My friend also said “serving one another” and “being the Church” is what we are called to. Also, I agree. But I think I differ with him in that I think it is possible to be part of the Church and step into the political arena.

The best example I can think of off the top of my head is William Wilberforce. I know I’ve blogged about the man before, but his biography was probably one of the most fascinating books I read in the past year. All this man wanted to do was retreat into his garden and reflect on God and his creation within the safe realm of a humble botanist. Circumstances, conversations with certain friends and ultimately the call of God led him to be a part of British politics. As many of you know either from history or from the film Amazing Grace, his battle for votes and legislation eventually led—albeit circuitously—to the abolition of slavery, a universally agreed social evil. And Wilberforce pursued abolition, fueled by a personal conviction which was unequivocally grounded in Scripture. Wilberforce deeply believed in the intrinsic value of people created in the image of God, the dignity that comes with that, and the call to love people. For Wilberforce in his place and time and circumstance, “loving people” meant doing something about the millions of people around the world who suffer physical slavery. For Wilberforce, the kingdom values of freedom from oppression and defense of the poor and needy were translated into action, mostly in a political arena.

I’ve found that many Christians don’t fully understand the issues regarding politics.
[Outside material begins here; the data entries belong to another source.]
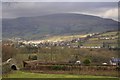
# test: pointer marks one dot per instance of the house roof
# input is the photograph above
(115, 60)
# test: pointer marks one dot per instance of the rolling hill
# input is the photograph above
(55, 24)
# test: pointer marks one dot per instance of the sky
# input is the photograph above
(30, 9)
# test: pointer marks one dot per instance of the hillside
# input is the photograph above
(55, 24)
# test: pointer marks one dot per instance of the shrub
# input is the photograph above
(6, 68)
(32, 57)
(87, 61)
(57, 67)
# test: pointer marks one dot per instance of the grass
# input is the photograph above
(21, 74)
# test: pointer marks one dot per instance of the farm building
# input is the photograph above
(115, 61)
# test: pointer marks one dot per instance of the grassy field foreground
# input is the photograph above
(21, 74)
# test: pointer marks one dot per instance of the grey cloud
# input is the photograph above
(28, 9)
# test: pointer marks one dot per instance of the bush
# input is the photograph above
(6, 68)
(87, 61)
(32, 57)
(57, 67)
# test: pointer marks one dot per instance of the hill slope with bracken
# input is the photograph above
(55, 24)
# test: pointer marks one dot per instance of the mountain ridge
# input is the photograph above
(56, 24)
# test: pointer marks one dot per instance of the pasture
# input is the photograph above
(22, 74)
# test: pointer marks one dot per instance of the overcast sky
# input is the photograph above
(29, 9)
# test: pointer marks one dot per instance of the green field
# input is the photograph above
(21, 74)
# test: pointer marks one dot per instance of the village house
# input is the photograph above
(115, 61)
It is boiled down to morality voting (vote no for abortion, no to same-sex marriage) and that’s pretty much as far as most average American Christians take their voting. And because this simplistic view prevails, many Christians simply retreat from engaging thoughtfully with these issues, never considering that there might actually be an appropriate, biblically-based, strategic response to issues like poverty, war, environmental problems, not even counting stem-cell research, abortion and same-sex marriage, the issues that a majority of American Christians seem more comfortable debating and voting on, whether or not they are well-informed.

I’m not proposing a “social gospel” that focuses on “doing.” I’m talking about how kingdom values translate holistically into how we participate in culture and engage with the people around us. Christians talk all the time about “being in not of the world” but very few actually make this a holistic lifestyle. The Church—when genuine and true—has historically been radically opposed to assumed cultural values, by being an alternative community that promotes God’s kingdom and embodies Christ’s love and example through love and service.

I find it hard to believe that God means for us to retreat from the political arena, simply for fear that we might compromise our values in the dog-eat-dog atmosphere of modern politics. Does the common person struggle less with temptations of power? True, power can heal and restore as easily as it can corrupt. But to me, that is simply not a sufficient argument for overall Christian withdrawal from politics. If anything, it’s a statement of how much more followers of Christ should at least thoughtfully engage these issues and participate when necessary. Ideas will continue to shape the destiny of this world…

I really enjoyed the conversation. Since graduating, I feel like my brain muscles have severely atrophied. So this was a good exercise for my deteriorating brain.

Any thoughts on this issue? I don’t claim to have a well-defined stance on any of this, but it certainly is a heated topic!